O lobisomem e o barbeiro
No final do ano de 1960 turistas vindos do interior do Estado chegavam para veranear em Iguape; todos os hotéis, pensões, campings e quartos em casas de famílias estavam lotados. Alguns barcos faziam a travessia para a Ilha Comprida, um bairro quase deserto da Princesa do Litoral Sul.
Naquela sexta-feira a Praça da Matriz fervia; bares, lanchonetes, carrinho de pipoca, músicos no coreto central, footing em volta da praça, paqueras, piscadelas, caras e bocas, sorrisos marotos...
Quase 21 horas e algumas lojas permaneciam abertas, estavam aproveitando a presença de tantos visitantes para faturarem com os presentes natalinos e de Ano Novo... Até mesmo a “Barbearia Barbicha Caiçara” permanecia em plena atividade...
Zé Barbicha, sócio da barbearia, estava para encerrar o expediente quando um jovem serracimano entrou no seu salão;
o barbeiro baixou metade da porta informando ao moço que ele seria o último freguês da noite.
Seu Zé entre mil perguntas caprichava no corte, o rapaz aparentava ser muito tímido, mal balbuciava algumas palavras, e Seu Zé Barbicha estranhou um fato; aparava a barba do moço de um lado do rosto e quando partia para cortar a do outro lado, a barba que já havia raspado estava novamente crescida...
O Barbeiro estava admirado e não encontrava uma explicação para o fenômeno, e perguntou ao cliente; -“Sempre acontece isso quando cortam a sua barba?”
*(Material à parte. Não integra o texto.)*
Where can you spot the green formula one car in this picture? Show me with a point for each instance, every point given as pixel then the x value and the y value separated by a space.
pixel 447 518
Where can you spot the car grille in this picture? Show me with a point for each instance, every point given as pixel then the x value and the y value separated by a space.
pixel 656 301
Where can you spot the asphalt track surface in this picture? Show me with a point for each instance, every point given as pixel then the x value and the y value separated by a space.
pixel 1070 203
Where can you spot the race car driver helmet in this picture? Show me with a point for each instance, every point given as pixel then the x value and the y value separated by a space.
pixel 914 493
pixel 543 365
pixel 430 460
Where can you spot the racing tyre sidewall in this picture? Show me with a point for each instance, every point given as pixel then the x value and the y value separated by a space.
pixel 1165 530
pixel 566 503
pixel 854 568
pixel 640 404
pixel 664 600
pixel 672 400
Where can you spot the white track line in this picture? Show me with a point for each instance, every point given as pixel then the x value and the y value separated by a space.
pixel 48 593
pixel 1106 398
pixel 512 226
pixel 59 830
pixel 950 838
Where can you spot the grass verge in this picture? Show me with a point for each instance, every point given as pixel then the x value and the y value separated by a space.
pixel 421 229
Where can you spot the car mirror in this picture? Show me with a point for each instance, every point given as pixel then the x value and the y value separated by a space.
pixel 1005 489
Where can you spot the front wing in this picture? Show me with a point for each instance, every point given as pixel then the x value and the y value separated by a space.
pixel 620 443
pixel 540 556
- “Não!”, respondeu o rapaz, “somente em noite de lua cheia é que acontece isso...”
- “Acredito que não temos uma lua cheia na noite de hoje, vou reabrir a porta para confirmar...”
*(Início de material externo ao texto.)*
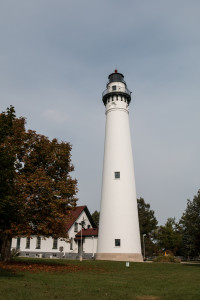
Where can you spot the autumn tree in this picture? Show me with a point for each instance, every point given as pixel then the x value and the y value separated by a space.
pixel 37 191
pixel 148 224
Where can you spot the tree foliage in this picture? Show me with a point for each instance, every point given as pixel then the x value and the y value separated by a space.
pixel 190 223
pixel 169 237
pixel 148 224
pixel 36 189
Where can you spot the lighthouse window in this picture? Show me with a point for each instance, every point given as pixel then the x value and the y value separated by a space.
pixel 117 242
pixel 117 175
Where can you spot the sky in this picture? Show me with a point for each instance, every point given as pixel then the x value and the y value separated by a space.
pixel 55 58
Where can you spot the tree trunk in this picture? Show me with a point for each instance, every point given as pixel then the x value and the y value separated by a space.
pixel 6 247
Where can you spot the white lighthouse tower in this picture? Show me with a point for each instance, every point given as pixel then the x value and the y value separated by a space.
pixel 119 237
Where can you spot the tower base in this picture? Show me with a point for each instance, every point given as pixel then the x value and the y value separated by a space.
pixel 136 257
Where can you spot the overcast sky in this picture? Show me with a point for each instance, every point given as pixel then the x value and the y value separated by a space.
pixel 55 57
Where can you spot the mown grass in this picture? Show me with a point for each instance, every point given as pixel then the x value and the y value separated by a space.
pixel 103 280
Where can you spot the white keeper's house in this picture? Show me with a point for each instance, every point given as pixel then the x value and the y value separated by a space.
pixel 82 240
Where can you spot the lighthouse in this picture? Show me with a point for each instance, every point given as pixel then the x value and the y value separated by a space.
pixel 119 235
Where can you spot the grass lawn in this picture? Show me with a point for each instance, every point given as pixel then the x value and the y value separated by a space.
pixel 64 279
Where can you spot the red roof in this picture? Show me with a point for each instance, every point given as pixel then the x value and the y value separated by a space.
pixel 73 215
pixel 88 232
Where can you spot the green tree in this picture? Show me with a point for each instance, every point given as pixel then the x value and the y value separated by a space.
pixel 190 224
pixel 36 189
pixel 148 224
pixel 169 237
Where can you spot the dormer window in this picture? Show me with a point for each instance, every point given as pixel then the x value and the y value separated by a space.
pixel 117 175
pixel 114 87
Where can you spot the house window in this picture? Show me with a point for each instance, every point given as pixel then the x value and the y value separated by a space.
pixel 75 227
pixel 18 243
pixel 117 243
pixel 55 243
pixel 28 241
pixel 71 244
pixel 117 175
pixel 38 242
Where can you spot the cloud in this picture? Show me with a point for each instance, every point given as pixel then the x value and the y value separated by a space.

Seu Zé Barbicha escancarou a porta, a luz dourada de uma imensa lua cheia invadiu o recinto; o barbeiro fitou apavorado o cliente sentado na cadeira, o rapaz sumira e em seu lugar estava um grande lobo peludo, e de olhos vermelhos, e aparentemente lendo o jornal do dia... O barbeiro desmaiou.
Seu Zé Barbicha nunca mais atendeu ninguém após as dezoito horas, e em noites de lua cheia nem sai de casa; costuma contar esse causo para alguns fregueses, na verdade para poucos clientes, e todos acham que é apenas uma história de barbeiro para torrar a paciência alheia enquanto apara a barba de mais um turista desconhecido.